In ‘Christmas Eve’, we catch a glimpse of old games we might struggle to know these days, even those of us who grew up when ‘games’ on Christmas Day involved people and not screens – ‘shoot the wild mare’, ‘hot cockles’, ‘steal the white loaf’, ‘snapdragon’.

And, Terry Pratchett’s Hogfather.

IT’S THE NIGHT BEFORE HOGSWATCH. The stockings are hanging ready, the sherry and pies are waiting by the fireplace – but where is the jolly fat man with his sack? Why is Death creeping down chimneys and trying to say ‘Ho, Ho, Ho’? Susan the gothic governess has got to sort it out by morning, otherwise there won’t be a morning. The 20th Discworld novel is a festive feast of darkness and Death (but with jolly robins and tinsel too). As they say: ‘You’d better watch out…’

Lastly, for now, Adalbert Stifter, Rock Crystal.

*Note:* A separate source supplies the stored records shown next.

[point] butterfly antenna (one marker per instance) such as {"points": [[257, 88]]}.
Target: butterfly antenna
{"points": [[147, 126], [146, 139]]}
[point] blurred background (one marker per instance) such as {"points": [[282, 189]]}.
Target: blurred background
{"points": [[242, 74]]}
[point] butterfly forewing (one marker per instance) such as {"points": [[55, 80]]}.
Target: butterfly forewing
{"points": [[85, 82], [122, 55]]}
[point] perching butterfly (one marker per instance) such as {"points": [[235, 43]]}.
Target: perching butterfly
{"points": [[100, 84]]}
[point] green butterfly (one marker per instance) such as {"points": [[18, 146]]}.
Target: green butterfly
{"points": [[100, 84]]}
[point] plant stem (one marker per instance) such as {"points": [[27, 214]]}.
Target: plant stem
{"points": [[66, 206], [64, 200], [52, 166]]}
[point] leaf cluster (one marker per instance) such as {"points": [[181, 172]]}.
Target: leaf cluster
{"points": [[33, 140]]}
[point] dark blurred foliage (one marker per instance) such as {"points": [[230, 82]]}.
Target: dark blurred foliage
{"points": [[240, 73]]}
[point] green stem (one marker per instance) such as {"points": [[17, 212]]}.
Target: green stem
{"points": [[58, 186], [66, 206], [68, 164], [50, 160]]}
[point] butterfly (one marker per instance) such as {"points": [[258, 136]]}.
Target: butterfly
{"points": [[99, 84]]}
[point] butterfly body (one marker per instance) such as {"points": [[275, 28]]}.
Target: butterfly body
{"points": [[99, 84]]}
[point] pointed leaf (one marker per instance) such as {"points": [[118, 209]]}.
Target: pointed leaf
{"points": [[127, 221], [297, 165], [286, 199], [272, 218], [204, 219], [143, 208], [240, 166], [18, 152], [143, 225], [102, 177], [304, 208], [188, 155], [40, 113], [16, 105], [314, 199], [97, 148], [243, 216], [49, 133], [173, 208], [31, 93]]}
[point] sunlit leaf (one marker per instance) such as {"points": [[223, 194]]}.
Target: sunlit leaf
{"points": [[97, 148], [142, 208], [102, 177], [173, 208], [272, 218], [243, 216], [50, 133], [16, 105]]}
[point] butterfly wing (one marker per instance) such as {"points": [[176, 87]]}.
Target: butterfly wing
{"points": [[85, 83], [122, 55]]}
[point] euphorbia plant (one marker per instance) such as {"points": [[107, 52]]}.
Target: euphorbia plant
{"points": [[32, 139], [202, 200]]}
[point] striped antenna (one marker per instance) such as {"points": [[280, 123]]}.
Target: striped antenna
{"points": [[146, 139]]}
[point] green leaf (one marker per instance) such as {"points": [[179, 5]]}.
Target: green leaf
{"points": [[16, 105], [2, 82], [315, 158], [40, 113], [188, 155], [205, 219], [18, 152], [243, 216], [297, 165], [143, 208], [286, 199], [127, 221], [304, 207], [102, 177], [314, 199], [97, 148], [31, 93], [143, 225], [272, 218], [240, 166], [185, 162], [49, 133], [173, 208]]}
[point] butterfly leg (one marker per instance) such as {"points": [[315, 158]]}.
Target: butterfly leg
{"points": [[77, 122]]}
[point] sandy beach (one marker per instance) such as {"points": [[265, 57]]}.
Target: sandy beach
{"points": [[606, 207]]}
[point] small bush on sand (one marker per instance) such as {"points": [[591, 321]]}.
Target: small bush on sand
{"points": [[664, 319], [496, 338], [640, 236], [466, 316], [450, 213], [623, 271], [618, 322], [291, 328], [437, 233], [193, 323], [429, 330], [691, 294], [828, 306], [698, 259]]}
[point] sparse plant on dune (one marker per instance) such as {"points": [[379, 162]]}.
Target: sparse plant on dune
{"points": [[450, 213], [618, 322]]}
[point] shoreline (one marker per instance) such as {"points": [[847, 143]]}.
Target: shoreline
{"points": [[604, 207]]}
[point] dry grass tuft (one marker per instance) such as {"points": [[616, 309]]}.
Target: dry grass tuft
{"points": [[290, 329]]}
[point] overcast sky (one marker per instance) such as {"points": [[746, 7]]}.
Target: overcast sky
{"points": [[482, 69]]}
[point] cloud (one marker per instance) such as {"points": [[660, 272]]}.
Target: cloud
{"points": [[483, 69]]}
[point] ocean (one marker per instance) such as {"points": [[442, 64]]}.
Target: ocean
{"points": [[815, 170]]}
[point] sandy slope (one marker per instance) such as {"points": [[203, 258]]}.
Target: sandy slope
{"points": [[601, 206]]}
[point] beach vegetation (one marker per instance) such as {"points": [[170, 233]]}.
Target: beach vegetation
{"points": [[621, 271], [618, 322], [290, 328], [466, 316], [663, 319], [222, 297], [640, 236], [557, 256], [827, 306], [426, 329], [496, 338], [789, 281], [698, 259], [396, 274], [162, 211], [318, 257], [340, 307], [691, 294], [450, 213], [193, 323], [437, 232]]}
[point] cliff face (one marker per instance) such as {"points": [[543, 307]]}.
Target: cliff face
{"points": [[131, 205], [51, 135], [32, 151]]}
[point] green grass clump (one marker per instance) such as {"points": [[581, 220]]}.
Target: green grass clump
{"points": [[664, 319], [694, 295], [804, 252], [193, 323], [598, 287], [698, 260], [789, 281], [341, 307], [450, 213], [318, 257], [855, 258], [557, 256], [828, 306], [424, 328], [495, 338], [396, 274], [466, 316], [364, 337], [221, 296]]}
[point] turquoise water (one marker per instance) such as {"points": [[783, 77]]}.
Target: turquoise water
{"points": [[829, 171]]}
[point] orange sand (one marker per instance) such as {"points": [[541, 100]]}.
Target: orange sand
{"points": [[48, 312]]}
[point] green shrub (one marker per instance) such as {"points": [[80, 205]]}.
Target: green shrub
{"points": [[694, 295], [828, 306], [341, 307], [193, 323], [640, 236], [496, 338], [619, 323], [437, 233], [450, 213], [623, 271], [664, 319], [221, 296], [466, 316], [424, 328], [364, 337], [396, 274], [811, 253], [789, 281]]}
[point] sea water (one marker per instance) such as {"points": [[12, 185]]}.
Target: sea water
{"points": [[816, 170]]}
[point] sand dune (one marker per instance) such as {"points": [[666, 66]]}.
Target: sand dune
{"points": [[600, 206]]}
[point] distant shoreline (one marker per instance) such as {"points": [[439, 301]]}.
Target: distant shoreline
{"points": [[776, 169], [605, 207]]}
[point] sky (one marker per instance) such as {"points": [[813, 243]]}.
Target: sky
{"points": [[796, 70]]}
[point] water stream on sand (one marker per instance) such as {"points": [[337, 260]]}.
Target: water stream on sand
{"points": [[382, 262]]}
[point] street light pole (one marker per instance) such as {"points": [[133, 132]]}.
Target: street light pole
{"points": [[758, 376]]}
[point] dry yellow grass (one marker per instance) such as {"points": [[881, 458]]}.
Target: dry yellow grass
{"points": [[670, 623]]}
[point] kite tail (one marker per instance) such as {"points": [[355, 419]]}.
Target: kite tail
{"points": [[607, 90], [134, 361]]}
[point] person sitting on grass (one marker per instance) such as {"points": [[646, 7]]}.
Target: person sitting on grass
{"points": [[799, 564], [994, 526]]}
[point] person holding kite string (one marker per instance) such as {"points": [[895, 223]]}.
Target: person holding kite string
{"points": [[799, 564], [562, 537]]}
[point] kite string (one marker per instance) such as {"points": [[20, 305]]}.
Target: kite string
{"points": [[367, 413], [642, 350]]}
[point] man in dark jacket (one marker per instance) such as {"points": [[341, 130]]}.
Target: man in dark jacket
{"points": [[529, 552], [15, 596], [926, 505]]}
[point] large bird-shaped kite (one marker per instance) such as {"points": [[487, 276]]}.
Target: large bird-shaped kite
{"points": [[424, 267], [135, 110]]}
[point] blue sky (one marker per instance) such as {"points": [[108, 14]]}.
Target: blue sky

Rock Crystal contains one of the best descriptions of a frozen landscape you’re likely to encounter in any book, as well as the most affecting Christmas miracle in world literature. Author Adam Kirsch called it a ‘parable of frightening depth.’ Two children―Conrad and his little sister, Sanna―set out from their village high up in the Alps to visit their grandparents in the neighbouring valley. It is the day before Christmas but the weather is mild, though of course night falls early in December and the children are warned not to linger. The grandparents welcome the children with presents and pack them off with kisses. Then snow begins to fall, ever more thickly and steadily. Undaunted, the children press on, only to take a wrong turn. The snow rises higher and higher, time passes: it is deep night when the sky clears and Conrad and Sanna discover themselves out on a glacier, terrifying and beautiful, the heart of the void. Adalbert Stifter’s tale, beautifully translated by Elizabeth Mayer and Marianne Moore, explores what can be found between Christmas Eve and Christmas Day―or on any night of the year. (Description courtesy of Amazon UK books).

So, enjoy your Christmas reading whatever it is. Personally, I shall be pulling out those old comic annuals of yesteryear and becoming an eight-year-old again.